Employers’ New Decision Point: Whether to Cover Expensive Weight Loss Drugs and other notes from around the interweb:
- When is a Smaller AWP Discount Better? Buyers need to be able to select a cheaper product if one is available on the market to save money. It’s common sense. The pharmaceutical business, however, is not your typical market. Many people are prevented from using cheaper biosimilars and forced to pay exorbitant prices for brand name medications because of perverse incentives. Health plans and PBMs now benefit from brand manufacturer price reductions, such as rebates, in return for securing preferred positioning on formularies and excluding cheaper biosimilars from those formularies. The modest uptake of less expensive biosimilar insulin serves as a stark illustration of these processes. As evidenced by statistics from IQVIA, several health plans have continued to favor and promote the use of an expensive brand insulin.

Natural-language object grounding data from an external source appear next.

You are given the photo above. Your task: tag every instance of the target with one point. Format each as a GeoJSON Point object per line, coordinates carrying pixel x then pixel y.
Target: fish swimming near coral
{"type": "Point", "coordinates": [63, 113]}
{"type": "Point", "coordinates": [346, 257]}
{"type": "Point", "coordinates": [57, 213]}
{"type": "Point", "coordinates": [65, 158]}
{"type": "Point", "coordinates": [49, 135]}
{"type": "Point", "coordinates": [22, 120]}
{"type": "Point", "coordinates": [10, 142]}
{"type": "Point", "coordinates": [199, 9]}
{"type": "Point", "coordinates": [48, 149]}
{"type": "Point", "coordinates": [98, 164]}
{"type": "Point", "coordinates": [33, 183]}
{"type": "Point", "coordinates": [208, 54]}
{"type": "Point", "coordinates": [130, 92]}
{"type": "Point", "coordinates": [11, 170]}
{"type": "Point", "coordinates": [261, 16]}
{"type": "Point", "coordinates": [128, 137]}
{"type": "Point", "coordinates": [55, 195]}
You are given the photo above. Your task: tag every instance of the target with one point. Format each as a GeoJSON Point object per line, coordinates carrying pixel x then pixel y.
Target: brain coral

- The Consolidated Appropriations Act and PBM Transparency. Pharmacy Benefit Managers (PBMs) have been extending vertical integration in new and unique ways, leading to significant issues for plan sponsors and plans (referred to as “Plans” collectively). In a new and innovative approach, several large PBMs have created an additional layer between themselves and manufacturers to effectively delegate the collection of manufacturer rebates to “rebate aggregators.” Sometimes referred to as rebate GPOs, these mysterious entities include Ascent Health Services, a Switzerland-based GPO that Express Scripts launched in 2019; Zinc, a contracting entity launched by CVS Health in 2020, and Emisar Pharma Services, an Ireland-based entity recently rolled out by OptumRx. Even some of the major PBMs (i.e., the “Big Three” PBMs) sometimes contract with other PBMs’ rebate aggregators for the collection of manufacturer rebates as seen in the case of OptumRx contracting with Express Scripts for rebate aggregation for public employee plans. Worse yet, several of these entities have claimed exemption from the federal GPO Safe Harbor, resulting in a lack of transparency, and few limitations of their profitability.
- Employers’ New Decision Point: Whether to Cover Expensive Weight Loss Drugs. Thanks to buzzy results and popularity among celebrities, there’s a big spike in demand for GLP-1 drugs, such as Ozempic and Wegovy, as a tool to help people shed pounds. The injectable medications, originally prescribed for diabetes management, have also shown promising results for weight loss. That demand is creating a major decision point for employers: whether their health insurance plans should cover the pricy drugs for weight loss. “It’s a really big issue for employers,” said Dr. Jeff Levin-Scherz, M.D., population health leader at consulting firm WTW. “We’re seeing a pretty dramatic increase in the rate of the prescription of [drugs such as] Ozempic, which is only approved for diabetes but is now showing to be very effective for weight loss.” As a result, employers are thinking about how to handle coverage of the drugs, industry experts say, a decision made more difficult by competing priorities of trying to hold down rising health care costs for themselves while also retaining and wooing talent in an employee-driven job market. Covering desirable drugs for weight loss could help them with the latter.
- Report: “Specialty” Drugs are by Far the Most Expensive, but Classification Seems Arbitrary. The prescriptions with the most astonishing price tags — like cancer meds that can cost more than $20,000 a month — are usually classified as “specialty” drugs. You’d think that since they’re so costly, there would be clear criteria for putting drugs in the specialty category. But, according to a new report, you’d be wrong. The issue might seem arcane, but it’s hugely important. Specialty drugs account for only about 2% of the volume of drugs dispensed in the United States, according to industry estimates, but they also account for more than 50% of overall drug spending. The report, by data analysis firm 46Brooklyn Research, found that the three largest drug middlemen in the United States often don’t classify the same medicines as specialty. It also said that a substantial portion of the ones they do put into that category are generics — drugs that are usually no longer under patent and thus are supposed to be cheaper because multiple drugmakers can supply them.